Mr. Amarjeet Maurya (AVP - Mid Caps, Angel Broking):
"In a surprising move, Maruti announced its decision to cut production of cars by 26% to just 126,000 units in March 2019 as compared to 172,000 units in March 2018. This announcement is a clear admission of the demand pressures that auto companies have been facing in the last few months. In fact, since the liquidity squeeze that manifested in October last year, the demand for consumer automobiles has been under consistent pressure.

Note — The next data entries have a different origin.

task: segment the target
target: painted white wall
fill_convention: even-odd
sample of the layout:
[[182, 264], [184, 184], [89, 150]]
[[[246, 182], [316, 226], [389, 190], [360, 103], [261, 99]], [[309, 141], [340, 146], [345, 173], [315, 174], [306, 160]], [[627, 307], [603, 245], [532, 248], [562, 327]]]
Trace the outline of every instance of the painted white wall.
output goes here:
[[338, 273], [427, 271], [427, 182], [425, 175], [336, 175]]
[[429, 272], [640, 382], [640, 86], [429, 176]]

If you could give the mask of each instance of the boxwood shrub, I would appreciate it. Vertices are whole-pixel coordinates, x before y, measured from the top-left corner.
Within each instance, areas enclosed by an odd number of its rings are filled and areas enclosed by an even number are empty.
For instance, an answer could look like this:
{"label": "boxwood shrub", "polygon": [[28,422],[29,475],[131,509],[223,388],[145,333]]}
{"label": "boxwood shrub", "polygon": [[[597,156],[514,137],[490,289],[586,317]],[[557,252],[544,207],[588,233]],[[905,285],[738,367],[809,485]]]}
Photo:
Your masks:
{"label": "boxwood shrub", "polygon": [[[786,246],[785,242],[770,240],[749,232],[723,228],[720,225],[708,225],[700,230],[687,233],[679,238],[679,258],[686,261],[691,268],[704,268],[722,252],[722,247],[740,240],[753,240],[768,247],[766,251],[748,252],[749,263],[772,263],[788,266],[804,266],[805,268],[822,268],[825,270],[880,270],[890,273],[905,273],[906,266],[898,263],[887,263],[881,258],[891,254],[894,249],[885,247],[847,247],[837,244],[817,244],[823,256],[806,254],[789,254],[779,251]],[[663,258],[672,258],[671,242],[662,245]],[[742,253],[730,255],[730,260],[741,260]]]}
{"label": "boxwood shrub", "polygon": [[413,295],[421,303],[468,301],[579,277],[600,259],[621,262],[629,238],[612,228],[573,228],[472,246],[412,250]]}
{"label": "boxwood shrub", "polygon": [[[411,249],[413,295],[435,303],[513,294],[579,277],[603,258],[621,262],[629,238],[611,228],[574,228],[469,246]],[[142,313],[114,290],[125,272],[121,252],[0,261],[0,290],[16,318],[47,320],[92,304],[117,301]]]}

Over the last few months, auto companies have seen a pile up of inventories and Maruti will be spending its efforts to clear the inventory backlog in the month of March this year. There have been some serious issues on the financing of vehicles after the NBFCs faced a severe liquidity crunch post the IL&FS default. In fact, the IL&FS default and the subsequent downgrade of NBFCs led to higher cost of funds for NBFCs and also a virtual drying up of funds at the short end of the market. The drying up of financing and the higher cost has also been instrumental in compressing demand."
Shares of MARUTI SUZUKI INDIA LTD. was last trading in BSE at Rs.6680.8 as compared to the previous close of Rs. 6832.55. The total number of shares traded during the day was 67549 in over 9152 trades.
The stock hit an intraday high of Rs. 6853.7 and intraday low of 6651. The net turnover during the day was Rs. 455591142.